Rolling Admissions - Timing Matters (A Lot)
By: Kaplan - posted Dec 9th 2010 at 3:00 PMBy Carleen Eaton, M.D.
You thrive on deadlines. Fueled by coffee, with just hours remaining until your 20 page paper on “Medieval Jousts as a Foreshadowing Device in Early 17th Century French Literature” is due, you are intensely focused, pounding away full speed at the keyboard. While you can pull this off with a paper in school, this last minute approach is definitely not recommended for med school applications. The reason: rolling admissions.
With rolling admissions, the schools do not wait until all of the applications are in to review them; they review them as they come in. Following committee review, competitive applicants are offered interviews. Acceptances are offered as early as October 15. As slots fill up in the class, the process becomes increasingly competitive for the remaining applicants. By spring, some schools are interviewing for the wait list only. Therefore, applying late in the cycle can have a detrimental effect on your chances of admission.

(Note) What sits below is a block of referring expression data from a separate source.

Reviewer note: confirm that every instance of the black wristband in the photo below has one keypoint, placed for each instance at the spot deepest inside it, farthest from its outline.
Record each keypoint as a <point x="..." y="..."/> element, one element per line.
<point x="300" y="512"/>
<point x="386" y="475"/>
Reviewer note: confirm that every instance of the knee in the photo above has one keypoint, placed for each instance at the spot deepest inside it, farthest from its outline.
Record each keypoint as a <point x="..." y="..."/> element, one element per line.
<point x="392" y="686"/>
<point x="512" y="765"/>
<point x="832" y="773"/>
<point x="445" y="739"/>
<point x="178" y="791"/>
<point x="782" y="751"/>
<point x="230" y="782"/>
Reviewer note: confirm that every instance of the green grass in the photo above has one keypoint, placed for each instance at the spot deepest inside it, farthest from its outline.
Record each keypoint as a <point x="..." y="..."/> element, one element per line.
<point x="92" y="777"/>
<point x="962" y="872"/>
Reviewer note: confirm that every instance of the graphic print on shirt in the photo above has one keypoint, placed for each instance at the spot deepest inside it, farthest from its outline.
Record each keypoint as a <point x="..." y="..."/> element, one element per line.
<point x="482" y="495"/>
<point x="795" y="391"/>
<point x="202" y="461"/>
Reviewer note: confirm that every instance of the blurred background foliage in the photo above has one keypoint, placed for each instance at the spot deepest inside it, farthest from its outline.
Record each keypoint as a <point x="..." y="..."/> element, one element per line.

So how early is early enough? AAMCAS begins accepting applications on, or very close to, June 1. Ideally, you will have your primary application submitted by July 1. Once it gets to late August, or especially September, some schools are already interviewing.
Now that you know when to apply, the question is how do you get your application submitted early? With some organization and discipline, you can get this done while still maintaining your grades and an outside life. Just watch out for these pitfalls:
1. Waiting too long to ask for letters of recommendation - LOR are the part of the process over which you have the least amount of control. You can volunteer in five hospitals, study non-stop for the MCAT and achieve a GPA worthy of summa cum laude, all through your own initiative and effort, but you can’t make a very busy professor write a LOR at the last minute. To avoid being stuck waiting for a needed letter, request your letters at least four weeks in advance.
2. Not reviewing copies of your transcripts - Request a copy of your transcript from your each college you have attended and read every word of them. I have encountered situations where applicants found errors on their transcripts that needed to be corrected before they could submit them. This can cause a delay of weeks or longer, depending on the error and the school.
3. Giving yourself too little time to write the personal statement - Writing about oneself is hard. It is even harder when you only have 5300 characters in which to do so, while also trying to explain exactly why you want to be a doctor. Plan to spend a month on this. That way, you can work on it, and then set it aside for a few days between drafts in order to generate ideas.
4. Not realizing that it takes many hours to fill out the application - The fact that the instruction book for the AMCAS application is over 100 pages says it all.
So, while getting into the flow state with your espresso and your laptop might work to crank out that history paper, don’t try it with the application. Start early, finish early and leave the adrenaline rush of hitting “submit” one minute before the deadline to someone else.